The front gate says "Work Brings Freedom" and the slogan written on the roof of the maintenance building read: "There is one path to freedom.  Its milestones are: Obedience, honesty, cleanliness, sobriety, diligence, orderliness, sacrifice, truthfulness, love of the fatherland."


Every day they held roll call and if one person was missing, everyone had to stand motionless until that person was found (death was more likely than an escape attempt).  Torture and work to the brink of death were a way of life and those who couldn't work were used for scientific experiments.  The food was barely enough to survive and had little to no nutritional value.  And on top of all of this, the camp was hit with a typhus epidemic.


A little out side of the main camp was the crematorium.  A gas chamber was built but never used for mass exterminations.  (Brausebad means shower in German).


Walking through Dachau is quite somber.  From the barracks, it's clear that there is no comfort and one can barely imagine what it would be like to live with no protection from neither the elements nor the guards.

Luckily it was a warm and sunny day and the museum exhibits, while they do stress the horrible injustices, were not horribly graphic.  After we came back to the city, we treated ourselves to a much appreciated rest before a great dinner at the crowded restaurant that we had tried to get into for two days.

Day 12:

Castle day!  It was nice to end the trip on such a cheery day trip (not that Dachau wasn't important, but clearly it's not the most uplifting place).  We went to Neuschwanstein, the castle built by "Mad" King Ludwig (note: Ludwig is German for Louis).  He was "Mad" because he was obsessed with the Middle Ages and built tons of story book castles.  He died under "Mysterious Circumstances" ... ie found dead with his psychiatrist next to a lake.

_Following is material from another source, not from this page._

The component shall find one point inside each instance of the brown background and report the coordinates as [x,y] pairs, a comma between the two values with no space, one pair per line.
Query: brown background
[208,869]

But the Castle and the woods around it are so beautiful (and just made me realize how much I'm going to miss working at camp this summer)!  You hike up a mountain and get rewarded with amazing views of the castle and the valley below.


Inside, photos aren't allowed, but I did my best anyway.  Thing is, it isn't an especially pretty castle.  In fact, because it's Faux Middle Age style done in the 19th century, it all looks kind of phoney.


We decided to call it an early night because we each had super early travel arrangements the next day.  I had 12 hours of train trips... Munich to Paris and Paris to Montpellier.  But, for half the ride to Paris, there was the cutest pug next to me!  What a great way to end the trip :)


Overall, Lez and I really enjoyed our travels.  It was really great to see her (it's so hard to see her much during the year anyway when she's in NY and I'm in PA) and we had a lot of fun!